Romeo and Juliet (2013)

1 1/2 Stars (out of 4)

Fortune's Fool

By Jeffrey M. Anderson

To put it plainly, Carlo Carlei's version of Romeo and Juliet is the worst Shakespeare movie adaptation I've ever seen. Admittedly I've not seen all of them, but I've seen more than twenty, and this one is the worst. It did not help at all that Oscar-winning screenwriter Julian Fellowes (Gosford Park) adapted the screenplay.

It's like an "After School Special" about the captain of the football team, rather than a brooding, lovestruck poet. As Romeo, Douglas Booth looks like a handsome jock, beloved by all, who has never had a day's trouble in his life. And as Juliet, the Oscar nominee Hailee Steinfeld -- who was so good in True Grit -- seems too young for the part. In actuality, she is the right age to play Juliet, but she seems too young. Her face is young, and to see her character entertaining stirrings of passion for Romeo is kind of disturbing. Together they have a distinct lack of chemistry that leaves a most noticeable hole in the movie.

Director Carlei, who mostly makes TV movies in Italy, was last seen Stateside with the kids' movie Fluke (1995). He approaches Shakespeare timidly and flatly, attempting moments of awe when viewing the lovely costumes and ornate sets, but these moments simply don't work. There's no awe here. The pace is just even enough to make the play seem slow, even if you know the story by heart.

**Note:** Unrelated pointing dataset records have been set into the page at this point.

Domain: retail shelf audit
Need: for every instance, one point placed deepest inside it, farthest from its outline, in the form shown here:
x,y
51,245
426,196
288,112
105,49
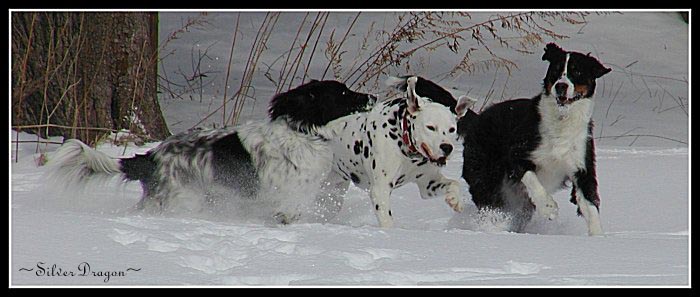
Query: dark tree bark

The other young actors also do not fare well, especially Christian Cooke as Romeo's pal Mercutio, who just comes across as a total jerk. The veteran actors seem out of place. Stellan Skarsgard as the prince of Verona seems to be wondering just what he's doing there, and while Paul Giamatti tries his best -- and could have been great -- as Friar Laurence, the poor rhythm of his scenes, as well as his interactions with inferior actors, cause his attempts to sink.

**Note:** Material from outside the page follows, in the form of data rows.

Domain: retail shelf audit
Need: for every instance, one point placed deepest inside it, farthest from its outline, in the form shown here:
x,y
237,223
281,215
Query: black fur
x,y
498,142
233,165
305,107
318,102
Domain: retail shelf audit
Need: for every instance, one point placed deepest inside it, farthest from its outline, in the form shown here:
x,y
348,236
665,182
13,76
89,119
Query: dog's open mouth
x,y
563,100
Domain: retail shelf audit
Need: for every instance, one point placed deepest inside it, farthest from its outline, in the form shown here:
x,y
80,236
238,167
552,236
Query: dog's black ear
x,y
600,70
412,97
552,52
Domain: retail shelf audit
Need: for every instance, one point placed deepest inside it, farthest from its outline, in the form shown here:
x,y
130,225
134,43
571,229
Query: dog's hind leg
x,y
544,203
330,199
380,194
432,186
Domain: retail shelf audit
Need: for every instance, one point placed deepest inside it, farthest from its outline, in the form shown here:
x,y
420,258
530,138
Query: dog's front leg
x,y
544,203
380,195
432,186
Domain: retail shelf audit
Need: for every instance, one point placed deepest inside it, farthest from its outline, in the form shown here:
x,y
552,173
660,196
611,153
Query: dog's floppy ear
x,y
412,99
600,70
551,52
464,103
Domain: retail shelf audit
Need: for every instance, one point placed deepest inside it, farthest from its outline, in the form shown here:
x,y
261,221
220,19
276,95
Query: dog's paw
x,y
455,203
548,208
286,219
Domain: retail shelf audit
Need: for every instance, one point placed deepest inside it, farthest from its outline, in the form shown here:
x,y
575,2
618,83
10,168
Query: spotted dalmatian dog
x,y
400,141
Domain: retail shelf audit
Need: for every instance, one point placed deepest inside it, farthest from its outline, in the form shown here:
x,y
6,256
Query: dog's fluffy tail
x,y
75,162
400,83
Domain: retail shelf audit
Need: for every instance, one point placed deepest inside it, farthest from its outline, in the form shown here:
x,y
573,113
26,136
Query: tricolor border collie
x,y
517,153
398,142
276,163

Historically, Romeo and Juliet has received the highest box office grosses of all Shakespeare movies. Specifically, Franco Zeffirelli's 1968 movie and Baz Luhrmann's 1996 movie are the two most popular Shakespeare movies to date, as near as I can tell. I expect that young novices to the Bard will rush out and see this new one, which is a depressing thought. They'll likely be turned off to this stuff for the rest of their lives.